I have a 2003 chevy silverado 4.8L 1500. A little while back my service airbag light came on. After charging me $140 to tell me that the light was on because of a passenger pully or something The chevy dealer wanted over $800 to fix it. I don't need it fixed to pass inspection or anything, it is just annoying to see the message on the display center. Is there anything I can do to turn the light off?? I looked for a fuse(It has to have one right?) but couldn't find it. Thanks for any help


----------



## sweetk30 (Sep 3, 2006)

airbag fuse's are bright yellow. as in cliped in a yellow holder to show safty around this power cirkit as it will hurt you. 

owners manuel will list what one is airbag. or some have 2.


----------



## Milwaukee (Dec 28, 2007)

Did you hit anything with this truck? It will do that because bag blow up but it rip so it not safety to reused.

Did you buy used this truck?

I have see lot used car or truck that my friend bought for cheap it have bag light but we look at it seem they never blow up so we test by hit junk truck it didn't blow up so we remove it been cut.


----------



## deere615 (Jun 1, 2007)

sweetk30;579183 said:


> airbag fuse's are bright yellow. as in cliped in a yellow holder to show safty around this power cirkit as it will hurt you.
> 
> owners manuel will list what one is airbag. or some have 2.

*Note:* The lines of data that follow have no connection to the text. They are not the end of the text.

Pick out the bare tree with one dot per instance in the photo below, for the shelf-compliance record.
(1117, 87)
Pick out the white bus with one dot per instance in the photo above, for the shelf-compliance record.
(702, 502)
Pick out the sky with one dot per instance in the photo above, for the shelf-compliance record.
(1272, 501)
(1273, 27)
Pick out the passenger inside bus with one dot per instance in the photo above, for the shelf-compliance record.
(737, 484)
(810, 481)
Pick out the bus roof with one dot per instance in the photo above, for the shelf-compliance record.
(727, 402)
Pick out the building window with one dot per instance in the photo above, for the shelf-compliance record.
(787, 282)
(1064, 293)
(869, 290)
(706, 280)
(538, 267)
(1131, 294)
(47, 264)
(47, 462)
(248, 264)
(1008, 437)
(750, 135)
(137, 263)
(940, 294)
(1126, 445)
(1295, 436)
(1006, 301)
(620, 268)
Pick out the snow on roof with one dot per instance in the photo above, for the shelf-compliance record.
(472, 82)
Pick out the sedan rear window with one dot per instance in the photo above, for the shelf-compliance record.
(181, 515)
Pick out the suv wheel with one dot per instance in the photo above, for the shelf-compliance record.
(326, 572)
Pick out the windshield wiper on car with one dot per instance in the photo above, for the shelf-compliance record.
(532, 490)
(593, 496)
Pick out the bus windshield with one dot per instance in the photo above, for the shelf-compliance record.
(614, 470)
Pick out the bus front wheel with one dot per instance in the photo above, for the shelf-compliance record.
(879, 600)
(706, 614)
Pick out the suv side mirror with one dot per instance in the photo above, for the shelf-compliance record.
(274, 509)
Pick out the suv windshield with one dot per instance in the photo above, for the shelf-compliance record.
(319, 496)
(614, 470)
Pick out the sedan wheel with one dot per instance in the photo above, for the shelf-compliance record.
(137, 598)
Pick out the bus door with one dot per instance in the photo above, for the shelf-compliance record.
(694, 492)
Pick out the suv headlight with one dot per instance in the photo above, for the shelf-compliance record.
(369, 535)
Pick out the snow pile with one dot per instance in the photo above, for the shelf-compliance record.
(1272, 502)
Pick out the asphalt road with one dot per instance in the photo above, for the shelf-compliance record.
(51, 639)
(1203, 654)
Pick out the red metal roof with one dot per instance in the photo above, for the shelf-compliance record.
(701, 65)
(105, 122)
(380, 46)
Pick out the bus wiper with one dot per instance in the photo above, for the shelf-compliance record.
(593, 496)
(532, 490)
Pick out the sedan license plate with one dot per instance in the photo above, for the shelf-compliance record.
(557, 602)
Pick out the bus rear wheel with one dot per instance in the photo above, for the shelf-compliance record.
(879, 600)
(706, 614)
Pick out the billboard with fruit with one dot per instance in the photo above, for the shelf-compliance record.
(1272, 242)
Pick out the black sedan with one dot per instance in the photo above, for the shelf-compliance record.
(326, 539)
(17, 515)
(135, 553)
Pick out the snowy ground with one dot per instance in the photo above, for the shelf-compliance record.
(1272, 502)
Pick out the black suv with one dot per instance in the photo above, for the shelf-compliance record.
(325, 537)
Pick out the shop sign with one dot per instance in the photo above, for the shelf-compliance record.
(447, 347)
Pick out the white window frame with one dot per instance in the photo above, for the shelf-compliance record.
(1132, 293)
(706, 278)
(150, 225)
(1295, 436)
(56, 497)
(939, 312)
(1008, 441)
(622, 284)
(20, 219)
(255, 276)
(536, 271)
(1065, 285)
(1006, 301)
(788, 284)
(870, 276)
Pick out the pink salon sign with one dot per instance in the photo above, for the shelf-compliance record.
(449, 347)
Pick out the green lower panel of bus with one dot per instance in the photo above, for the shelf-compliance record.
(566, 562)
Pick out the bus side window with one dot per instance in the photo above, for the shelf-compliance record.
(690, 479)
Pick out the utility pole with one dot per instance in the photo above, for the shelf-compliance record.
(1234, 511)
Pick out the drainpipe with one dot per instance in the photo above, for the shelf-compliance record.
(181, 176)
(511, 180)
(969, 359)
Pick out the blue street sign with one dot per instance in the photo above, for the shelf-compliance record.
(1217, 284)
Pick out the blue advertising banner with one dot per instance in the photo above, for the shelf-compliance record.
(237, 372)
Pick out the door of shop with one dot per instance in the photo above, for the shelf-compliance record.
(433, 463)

Ya I looked, I will look again someone told me that that will probably not fix the problem though


Milwaukee;579189 said:


> Did you hit anything with this truck? It will do that because bag blow up but it rip so it not safety to reused.
> 
> Did you buy used this truck?
> 
> I have see lot used car or truck that my friend bought for cheap it have bag light but we look at it seem they never blow up so we test by hit junk truck it didn't blow up so we remove it been cut.


No, never hit anything. I brought it used but I have had it for about a year and a half before the light came on.


----------